Answer:
Ok, first, suppose that a given object is dropped or thrown down.
Then the acceleration of the object is the gravitational acceleration, given by:
a(t) = -9.8m/s^2
The velocity of the object can be integrated from that, it gives:
v(t) = (-9.8m/s^2)*t + V0
where V0 is the initial speed of the object, in the case that it is dropped, V0 is equal to 0m/s
The position equation can be found integrating again:
p(t) = (1/2)*(-9.8m/s^2)*t^2 + V0*t + p0
Where p0 is the initial position.
Now let's see our problem.
We know that in 8 frames, the flowerpot falls 0.84 of the height of the window, which is 1.27m
Then the distance that it falls is:
D = 0.84*1.27m = 1.07m
Now we also know that the camera captures at 30 fps
Then we have the relation:
30 frames = 1 second
1 = (1 second)/(30 frames)
With this, we can rewrite:
8 frames = 8 frames* (1 second)/(30 frames) = 0.267 seconds.
So now we know the distance that the pot fall, and the time in which it did fall.
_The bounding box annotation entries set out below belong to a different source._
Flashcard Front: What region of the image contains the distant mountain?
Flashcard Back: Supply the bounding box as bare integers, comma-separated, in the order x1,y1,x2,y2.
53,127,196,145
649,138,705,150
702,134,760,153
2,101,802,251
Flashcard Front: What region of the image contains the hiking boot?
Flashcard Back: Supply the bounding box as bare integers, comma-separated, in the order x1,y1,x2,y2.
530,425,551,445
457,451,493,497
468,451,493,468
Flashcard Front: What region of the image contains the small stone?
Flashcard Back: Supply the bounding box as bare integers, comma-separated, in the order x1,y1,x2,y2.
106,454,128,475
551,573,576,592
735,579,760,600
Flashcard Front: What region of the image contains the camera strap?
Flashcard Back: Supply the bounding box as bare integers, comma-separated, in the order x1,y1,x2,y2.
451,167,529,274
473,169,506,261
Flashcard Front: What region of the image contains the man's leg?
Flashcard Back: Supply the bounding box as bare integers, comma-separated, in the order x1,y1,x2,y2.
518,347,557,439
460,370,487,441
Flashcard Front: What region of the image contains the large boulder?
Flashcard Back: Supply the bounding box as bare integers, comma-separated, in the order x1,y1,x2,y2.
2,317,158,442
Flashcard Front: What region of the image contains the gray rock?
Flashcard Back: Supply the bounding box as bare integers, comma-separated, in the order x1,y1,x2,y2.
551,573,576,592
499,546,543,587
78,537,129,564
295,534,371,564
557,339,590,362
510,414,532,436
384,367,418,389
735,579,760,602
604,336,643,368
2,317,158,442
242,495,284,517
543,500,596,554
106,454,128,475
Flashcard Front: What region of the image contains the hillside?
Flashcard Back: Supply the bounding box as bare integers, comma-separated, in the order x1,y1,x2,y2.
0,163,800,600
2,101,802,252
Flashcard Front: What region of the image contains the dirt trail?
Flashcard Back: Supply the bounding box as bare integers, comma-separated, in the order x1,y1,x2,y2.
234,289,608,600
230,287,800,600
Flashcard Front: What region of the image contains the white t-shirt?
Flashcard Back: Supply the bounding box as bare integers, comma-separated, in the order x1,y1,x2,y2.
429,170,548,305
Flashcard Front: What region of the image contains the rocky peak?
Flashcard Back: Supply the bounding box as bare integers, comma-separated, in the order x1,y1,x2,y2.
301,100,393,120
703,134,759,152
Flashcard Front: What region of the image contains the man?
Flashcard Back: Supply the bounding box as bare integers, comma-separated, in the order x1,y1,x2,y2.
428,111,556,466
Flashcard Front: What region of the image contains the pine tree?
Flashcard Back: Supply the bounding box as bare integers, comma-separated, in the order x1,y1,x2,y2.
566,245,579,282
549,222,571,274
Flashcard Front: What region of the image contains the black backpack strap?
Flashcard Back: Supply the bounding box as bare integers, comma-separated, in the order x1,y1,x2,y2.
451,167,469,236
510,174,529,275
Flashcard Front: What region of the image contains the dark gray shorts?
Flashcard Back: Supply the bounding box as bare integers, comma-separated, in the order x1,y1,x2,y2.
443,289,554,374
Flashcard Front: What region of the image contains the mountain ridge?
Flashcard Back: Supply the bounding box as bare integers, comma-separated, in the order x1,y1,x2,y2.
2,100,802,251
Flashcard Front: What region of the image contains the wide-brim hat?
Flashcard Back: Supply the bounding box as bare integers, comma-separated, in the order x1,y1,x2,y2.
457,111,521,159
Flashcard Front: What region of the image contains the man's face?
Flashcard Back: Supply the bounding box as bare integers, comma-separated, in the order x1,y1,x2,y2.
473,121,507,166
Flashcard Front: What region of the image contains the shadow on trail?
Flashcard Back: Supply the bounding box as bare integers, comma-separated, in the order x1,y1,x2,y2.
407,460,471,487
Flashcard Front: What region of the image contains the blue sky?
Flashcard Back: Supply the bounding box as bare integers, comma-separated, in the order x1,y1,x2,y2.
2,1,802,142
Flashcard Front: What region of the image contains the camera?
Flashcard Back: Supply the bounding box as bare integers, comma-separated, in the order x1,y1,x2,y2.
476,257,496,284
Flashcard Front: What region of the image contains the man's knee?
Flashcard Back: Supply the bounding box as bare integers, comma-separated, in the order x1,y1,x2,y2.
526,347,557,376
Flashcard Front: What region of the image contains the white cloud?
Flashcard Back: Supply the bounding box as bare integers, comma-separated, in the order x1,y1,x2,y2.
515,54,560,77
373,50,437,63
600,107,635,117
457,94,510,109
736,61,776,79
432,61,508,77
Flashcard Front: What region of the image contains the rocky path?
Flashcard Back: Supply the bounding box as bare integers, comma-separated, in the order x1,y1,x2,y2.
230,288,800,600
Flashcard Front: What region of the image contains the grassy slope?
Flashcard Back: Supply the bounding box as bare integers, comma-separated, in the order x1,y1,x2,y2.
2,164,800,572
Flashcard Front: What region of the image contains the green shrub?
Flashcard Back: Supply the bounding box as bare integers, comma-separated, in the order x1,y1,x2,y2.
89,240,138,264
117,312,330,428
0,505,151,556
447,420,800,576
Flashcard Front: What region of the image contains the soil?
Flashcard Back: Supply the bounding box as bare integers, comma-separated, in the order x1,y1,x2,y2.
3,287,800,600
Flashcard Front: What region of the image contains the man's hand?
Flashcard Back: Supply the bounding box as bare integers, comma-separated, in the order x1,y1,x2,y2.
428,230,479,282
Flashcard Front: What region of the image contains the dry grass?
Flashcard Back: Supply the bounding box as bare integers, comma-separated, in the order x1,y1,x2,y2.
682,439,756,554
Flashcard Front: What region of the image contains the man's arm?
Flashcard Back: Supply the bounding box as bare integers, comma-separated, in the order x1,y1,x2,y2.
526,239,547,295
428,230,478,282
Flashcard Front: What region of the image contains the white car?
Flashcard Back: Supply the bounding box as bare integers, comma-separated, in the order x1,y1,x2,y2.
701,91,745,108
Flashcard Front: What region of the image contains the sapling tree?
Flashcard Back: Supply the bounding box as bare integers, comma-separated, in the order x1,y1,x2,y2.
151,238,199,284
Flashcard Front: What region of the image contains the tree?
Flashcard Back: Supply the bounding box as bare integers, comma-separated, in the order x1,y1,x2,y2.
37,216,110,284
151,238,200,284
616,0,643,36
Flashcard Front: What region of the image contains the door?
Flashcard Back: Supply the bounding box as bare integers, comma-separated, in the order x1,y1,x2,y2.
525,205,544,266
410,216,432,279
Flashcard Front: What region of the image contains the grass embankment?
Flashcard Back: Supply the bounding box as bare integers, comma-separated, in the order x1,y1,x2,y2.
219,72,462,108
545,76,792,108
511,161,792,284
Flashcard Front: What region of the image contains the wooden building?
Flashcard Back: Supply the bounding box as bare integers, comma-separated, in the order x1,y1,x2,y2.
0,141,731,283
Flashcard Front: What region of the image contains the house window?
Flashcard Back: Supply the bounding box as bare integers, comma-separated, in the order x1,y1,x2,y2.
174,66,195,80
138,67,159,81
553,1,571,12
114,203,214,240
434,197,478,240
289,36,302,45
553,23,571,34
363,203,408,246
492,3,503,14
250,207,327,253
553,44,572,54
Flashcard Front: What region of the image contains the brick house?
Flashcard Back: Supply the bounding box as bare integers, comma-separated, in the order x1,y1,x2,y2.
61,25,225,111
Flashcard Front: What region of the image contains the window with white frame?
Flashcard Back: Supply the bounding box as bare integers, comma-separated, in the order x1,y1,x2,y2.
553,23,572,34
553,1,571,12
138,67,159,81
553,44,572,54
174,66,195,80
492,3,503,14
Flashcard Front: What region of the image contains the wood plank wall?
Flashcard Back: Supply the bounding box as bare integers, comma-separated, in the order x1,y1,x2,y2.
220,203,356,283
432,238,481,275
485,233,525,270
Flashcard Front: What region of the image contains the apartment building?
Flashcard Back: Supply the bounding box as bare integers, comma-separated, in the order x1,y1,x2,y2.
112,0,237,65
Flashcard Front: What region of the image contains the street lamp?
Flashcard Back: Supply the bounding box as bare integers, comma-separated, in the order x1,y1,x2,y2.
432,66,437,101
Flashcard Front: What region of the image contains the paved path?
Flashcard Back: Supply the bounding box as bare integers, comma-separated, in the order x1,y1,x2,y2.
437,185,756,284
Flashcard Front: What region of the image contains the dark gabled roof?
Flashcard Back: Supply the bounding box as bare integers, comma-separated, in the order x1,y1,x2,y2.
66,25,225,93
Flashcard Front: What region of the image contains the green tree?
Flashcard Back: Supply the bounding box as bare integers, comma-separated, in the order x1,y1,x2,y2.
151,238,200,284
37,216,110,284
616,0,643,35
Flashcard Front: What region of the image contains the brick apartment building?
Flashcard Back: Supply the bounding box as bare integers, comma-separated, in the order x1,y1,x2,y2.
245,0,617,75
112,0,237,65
Remember that the position equation for a falling object, is:
p(t) = (1/2)*(-9.8m/s^2)*t^2 + V0*t + p0
let's define p0 = 0m
Then the position equation of the pot is given by:
p(t) = (1/2)*(-9.8m/s^2)*t^2 + V0*t
The distance that the pot would travel between t = 0s and t = t' is:
distance = p(t') - p(0s)
So, knowing that between t= 0s and t = 0.267s, the pot did travel -1.07m (the negative sign is because it traveled downwards), we can find the initial speed of the pot.
-1.07m = p(0.267s) - p(0s)
-1.07m = (1/2)*(-9.8m/s^2)*(0.267s)^2 + V0*0.267s
[-1.07m + (1/2)*(9.8m/s^2)*(0.267s)^2]/0.267s = V0 = -2.7 m/s
This means that the pot was thrown downwards with an initial speed of 2.7 m/s
So we can conclude that the pot did not fall down on its own, someone threw it intentionally downwards.
This is the only thing that we can conclude with the given information.